Is It Time To Buy High Yield ETFs Again?

February 29, 2016

Masking Inconsistent Yields

First, note that chasing that 9% yield alone can be tricky. Consider that the yield of 9% “masks a tremendous bifurcation in the market,” as Greg Zappin, CFA, managing director and portfolio manager at Penn Mutual Asset Management, put it.

“High-yield credit is really two markets, with a large percentage [yielding] more than 15% and a large percentage trading inside of 6.5%,” he told “There are some company-specific, tactical trades that look attractive in high-yield credit. In general, though, we remain cautious and are not counting on an extended rally in risk markets.”

The reason Zappin remains guarded about this space is that the high-yield market is highly correlated with equities, and both markets have been high correlated with oil prices, he says. It’s correlations, more than default risk, that is keeping him at bay for now.

Equities & Oil Are Key

“You need to have a constructive view on equity markets and oil prices to be bullish on high yield in aggregate,” he said. “Default risk of energy companies is a concern, but largely priced into the market.”

From a technical—and more tactical—perspective, high-yield bond ETFs could prove to be a great short-term opportunity, but not a long-term one, says Steve Blumenthal of CMG Capital Management Group.

“A simple smoothed moving average can tell us a lot about both the short-term and the longer-term trends in high yield: It’s a short-term buy for now, but trading it with stops in place for the overall longer-term trend picture remains less favorable,” Blumenthal said.

Default Risking Rising

“The yield spreads are very attractive; however, default risk is rising,” he said. “Absent recession, high-yield ETFs are attractive given the higher yields created by the recent sell-off. But with a recession—and we will get another recession—we will see defaults rise sharply. That will drive prices meaningfully lower and yields higher.”

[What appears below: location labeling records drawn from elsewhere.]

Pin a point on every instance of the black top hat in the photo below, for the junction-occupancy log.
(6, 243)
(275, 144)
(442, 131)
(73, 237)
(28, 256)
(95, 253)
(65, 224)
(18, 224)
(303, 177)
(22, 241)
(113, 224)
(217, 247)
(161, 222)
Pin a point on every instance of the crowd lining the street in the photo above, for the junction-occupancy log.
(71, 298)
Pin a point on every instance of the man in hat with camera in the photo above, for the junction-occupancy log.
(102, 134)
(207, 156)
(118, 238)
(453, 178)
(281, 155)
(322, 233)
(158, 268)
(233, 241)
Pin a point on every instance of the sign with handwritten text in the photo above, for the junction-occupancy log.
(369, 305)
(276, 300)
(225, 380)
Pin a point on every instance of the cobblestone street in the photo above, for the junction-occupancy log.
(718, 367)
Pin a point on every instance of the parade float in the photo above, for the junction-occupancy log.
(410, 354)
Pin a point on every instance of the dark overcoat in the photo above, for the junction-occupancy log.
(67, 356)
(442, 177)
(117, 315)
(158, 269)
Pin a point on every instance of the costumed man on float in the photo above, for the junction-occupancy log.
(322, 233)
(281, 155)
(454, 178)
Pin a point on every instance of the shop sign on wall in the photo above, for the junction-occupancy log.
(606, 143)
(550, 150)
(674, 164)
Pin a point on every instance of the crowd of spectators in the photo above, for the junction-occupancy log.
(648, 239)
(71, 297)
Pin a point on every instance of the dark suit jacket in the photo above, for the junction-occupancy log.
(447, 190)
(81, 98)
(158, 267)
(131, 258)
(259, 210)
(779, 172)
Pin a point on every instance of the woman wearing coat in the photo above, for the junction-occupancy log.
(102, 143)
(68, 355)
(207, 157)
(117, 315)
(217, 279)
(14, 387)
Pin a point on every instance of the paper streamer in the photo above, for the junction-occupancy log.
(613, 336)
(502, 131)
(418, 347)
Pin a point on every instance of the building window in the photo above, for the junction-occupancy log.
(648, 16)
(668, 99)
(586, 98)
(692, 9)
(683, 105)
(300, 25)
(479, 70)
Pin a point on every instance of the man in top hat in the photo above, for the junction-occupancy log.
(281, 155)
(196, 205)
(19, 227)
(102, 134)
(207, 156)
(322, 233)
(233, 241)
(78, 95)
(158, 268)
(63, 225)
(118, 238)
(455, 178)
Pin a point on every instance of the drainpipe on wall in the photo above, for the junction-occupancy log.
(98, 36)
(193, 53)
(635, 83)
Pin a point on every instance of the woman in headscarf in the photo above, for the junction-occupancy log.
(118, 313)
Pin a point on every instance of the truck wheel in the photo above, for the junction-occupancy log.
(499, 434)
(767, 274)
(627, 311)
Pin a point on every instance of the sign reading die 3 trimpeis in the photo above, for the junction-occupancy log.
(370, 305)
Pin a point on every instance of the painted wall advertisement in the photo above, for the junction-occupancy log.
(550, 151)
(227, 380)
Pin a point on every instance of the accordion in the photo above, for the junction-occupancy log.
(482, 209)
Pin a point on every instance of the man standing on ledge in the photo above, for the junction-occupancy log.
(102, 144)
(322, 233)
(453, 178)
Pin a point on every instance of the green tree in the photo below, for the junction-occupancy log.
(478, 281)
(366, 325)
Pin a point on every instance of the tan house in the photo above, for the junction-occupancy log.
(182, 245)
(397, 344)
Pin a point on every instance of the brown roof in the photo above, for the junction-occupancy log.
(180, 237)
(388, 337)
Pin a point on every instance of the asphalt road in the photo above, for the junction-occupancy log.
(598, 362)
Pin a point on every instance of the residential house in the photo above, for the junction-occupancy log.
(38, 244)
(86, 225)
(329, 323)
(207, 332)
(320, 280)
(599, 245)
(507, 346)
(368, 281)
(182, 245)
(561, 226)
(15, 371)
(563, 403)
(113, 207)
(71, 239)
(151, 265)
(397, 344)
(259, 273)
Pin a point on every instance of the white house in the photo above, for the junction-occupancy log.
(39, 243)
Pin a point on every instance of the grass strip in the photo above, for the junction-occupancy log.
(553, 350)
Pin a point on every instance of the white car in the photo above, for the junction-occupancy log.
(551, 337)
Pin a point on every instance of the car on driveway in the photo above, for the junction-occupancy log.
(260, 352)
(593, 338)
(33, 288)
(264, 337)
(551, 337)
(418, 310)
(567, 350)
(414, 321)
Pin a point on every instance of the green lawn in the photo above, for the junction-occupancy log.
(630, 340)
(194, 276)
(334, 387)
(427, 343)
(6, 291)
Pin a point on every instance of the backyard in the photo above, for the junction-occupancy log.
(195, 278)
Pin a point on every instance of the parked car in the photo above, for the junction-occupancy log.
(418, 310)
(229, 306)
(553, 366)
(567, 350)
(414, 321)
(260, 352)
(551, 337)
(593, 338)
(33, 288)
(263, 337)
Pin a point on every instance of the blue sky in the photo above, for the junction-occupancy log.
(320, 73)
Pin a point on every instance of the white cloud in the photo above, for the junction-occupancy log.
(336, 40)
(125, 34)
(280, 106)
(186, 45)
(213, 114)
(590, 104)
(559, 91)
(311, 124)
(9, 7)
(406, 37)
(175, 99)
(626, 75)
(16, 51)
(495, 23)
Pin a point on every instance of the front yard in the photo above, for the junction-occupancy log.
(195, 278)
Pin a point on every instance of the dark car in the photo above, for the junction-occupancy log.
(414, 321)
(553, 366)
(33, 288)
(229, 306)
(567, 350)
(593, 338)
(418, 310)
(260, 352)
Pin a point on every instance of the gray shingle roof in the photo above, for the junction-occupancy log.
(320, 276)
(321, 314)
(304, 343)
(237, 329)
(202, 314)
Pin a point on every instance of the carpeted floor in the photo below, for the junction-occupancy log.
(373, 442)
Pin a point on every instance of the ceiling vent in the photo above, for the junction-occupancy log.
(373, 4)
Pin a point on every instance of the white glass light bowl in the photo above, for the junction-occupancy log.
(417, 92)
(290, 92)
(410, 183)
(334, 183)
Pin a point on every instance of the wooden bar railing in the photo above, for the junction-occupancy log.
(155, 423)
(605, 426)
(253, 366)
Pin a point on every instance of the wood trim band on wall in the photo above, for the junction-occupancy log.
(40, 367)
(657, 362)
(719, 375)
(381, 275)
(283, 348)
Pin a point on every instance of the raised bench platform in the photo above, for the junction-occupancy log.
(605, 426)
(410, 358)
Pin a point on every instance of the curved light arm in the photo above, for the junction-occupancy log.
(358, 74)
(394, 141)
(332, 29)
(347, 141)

Remember that in 2008, we hit 20% yields—levels that we could see again if the U.S. enters a recession, Blumenthal says.

And there’s also the fact that the malaise in high yield doesn’t extend only to energy and oil-linked companies.

Other Sector Funds Stumbling

The latest research from S&P Dow Jones Indices’ Jason Giordano show that high-yield credit default spreads have widened in the past year, but that widening isn’t only due to the trouble in the energy sector.

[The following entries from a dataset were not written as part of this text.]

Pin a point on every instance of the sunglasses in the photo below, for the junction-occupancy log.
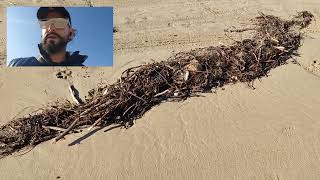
(58, 23)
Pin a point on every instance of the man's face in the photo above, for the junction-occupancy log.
(55, 39)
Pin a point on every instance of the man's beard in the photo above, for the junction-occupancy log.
(53, 46)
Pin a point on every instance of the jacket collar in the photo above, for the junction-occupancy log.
(75, 59)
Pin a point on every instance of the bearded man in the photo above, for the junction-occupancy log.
(57, 32)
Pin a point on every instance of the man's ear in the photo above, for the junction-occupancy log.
(71, 34)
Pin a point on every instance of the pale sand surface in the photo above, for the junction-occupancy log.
(269, 133)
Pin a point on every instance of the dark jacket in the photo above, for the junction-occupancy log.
(75, 59)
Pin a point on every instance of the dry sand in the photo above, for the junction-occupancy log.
(271, 132)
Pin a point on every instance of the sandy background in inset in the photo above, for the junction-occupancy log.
(270, 133)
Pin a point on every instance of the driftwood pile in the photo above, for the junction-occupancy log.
(183, 75)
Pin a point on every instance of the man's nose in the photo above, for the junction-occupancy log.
(50, 28)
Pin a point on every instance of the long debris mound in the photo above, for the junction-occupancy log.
(183, 75)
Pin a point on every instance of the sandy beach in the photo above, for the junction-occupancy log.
(270, 133)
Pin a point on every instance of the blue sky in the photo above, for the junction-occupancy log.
(94, 36)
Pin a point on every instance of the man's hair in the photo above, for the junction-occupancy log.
(43, 12)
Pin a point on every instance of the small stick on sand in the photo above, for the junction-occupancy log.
(67, 130)
(74, 94)
(54, 128)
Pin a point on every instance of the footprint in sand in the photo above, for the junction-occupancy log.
(288, 131)
(64, 74)
(314, 67)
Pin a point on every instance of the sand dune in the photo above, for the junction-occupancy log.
(271, 132)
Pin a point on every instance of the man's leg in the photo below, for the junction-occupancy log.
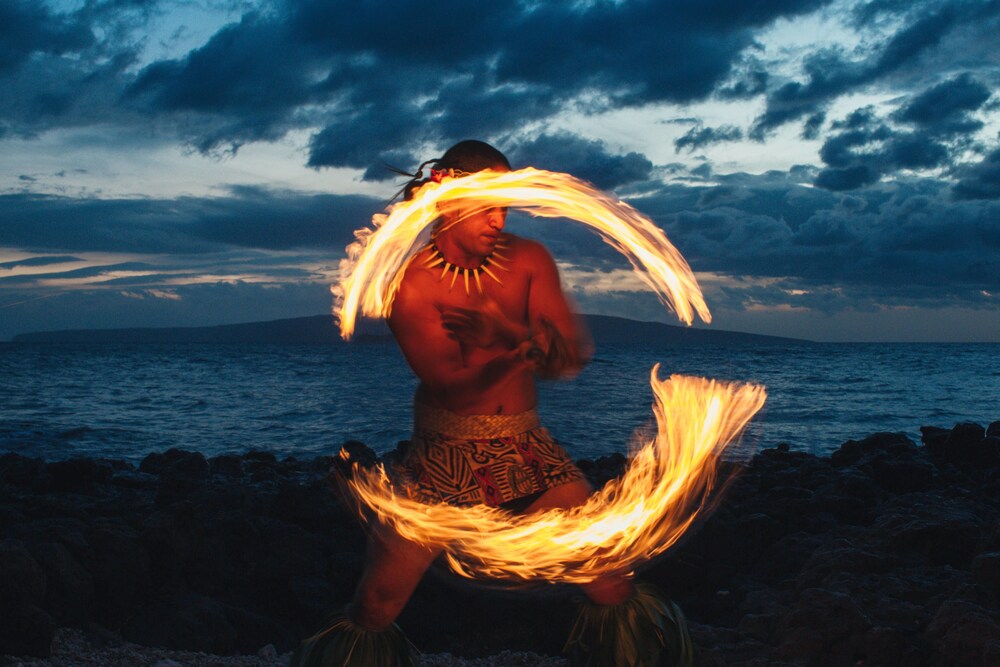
(367, 634)
(637, 626)
(609, 589)
(394, 566)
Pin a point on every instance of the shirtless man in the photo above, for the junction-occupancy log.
(476, 342)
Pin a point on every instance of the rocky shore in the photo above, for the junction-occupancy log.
(887, 552)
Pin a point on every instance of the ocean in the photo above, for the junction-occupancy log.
(59, 401)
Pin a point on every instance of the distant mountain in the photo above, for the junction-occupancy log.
(322, 329)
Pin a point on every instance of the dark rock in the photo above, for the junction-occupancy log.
(836, 558)
(848, 453)
(902, 475)
(227, 465)
(133, 479)
(929, 527)
(26, 630)
(176, 463)
(986, 571)
(935, 439)
(963, 630)
(77, 475)
(120, 568)
(69, 593)
(260, 456)
(963, 443)
(822, 623)
(22, 581)
(184, 621)
(21, 471)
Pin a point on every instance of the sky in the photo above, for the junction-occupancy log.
(830, 169)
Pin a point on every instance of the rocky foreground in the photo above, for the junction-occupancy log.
(885, 553)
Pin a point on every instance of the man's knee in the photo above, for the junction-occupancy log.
(610, 590)
(376, 607)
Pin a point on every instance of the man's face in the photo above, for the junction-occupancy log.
(477, 233)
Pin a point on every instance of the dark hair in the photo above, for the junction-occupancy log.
(467, 156)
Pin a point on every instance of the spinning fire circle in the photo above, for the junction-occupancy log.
(668, 479)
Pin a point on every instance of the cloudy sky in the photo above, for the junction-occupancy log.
(830, 169)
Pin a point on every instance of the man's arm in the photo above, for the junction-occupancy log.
(436, 357)
(560, 333)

“The widening also represents the overall discomfort with the amount of leverage companies have on their balance sheets within the broader high-yield market,” Giordano said.

To that point, a look at the latest additions to the list of qualifying constituents for the S&P U.S. Distressed High Yield Corporate Bond Index—a list that has grown “dramatically since August 2014”—shows that these newcomer names aren’t only energy companies; they are also telecom, financial, consumer discretionary and materials names, he notes.

To investors considering getting back into the high-yield segment, Blumenthal has one piece of advice: “Stay tactical.”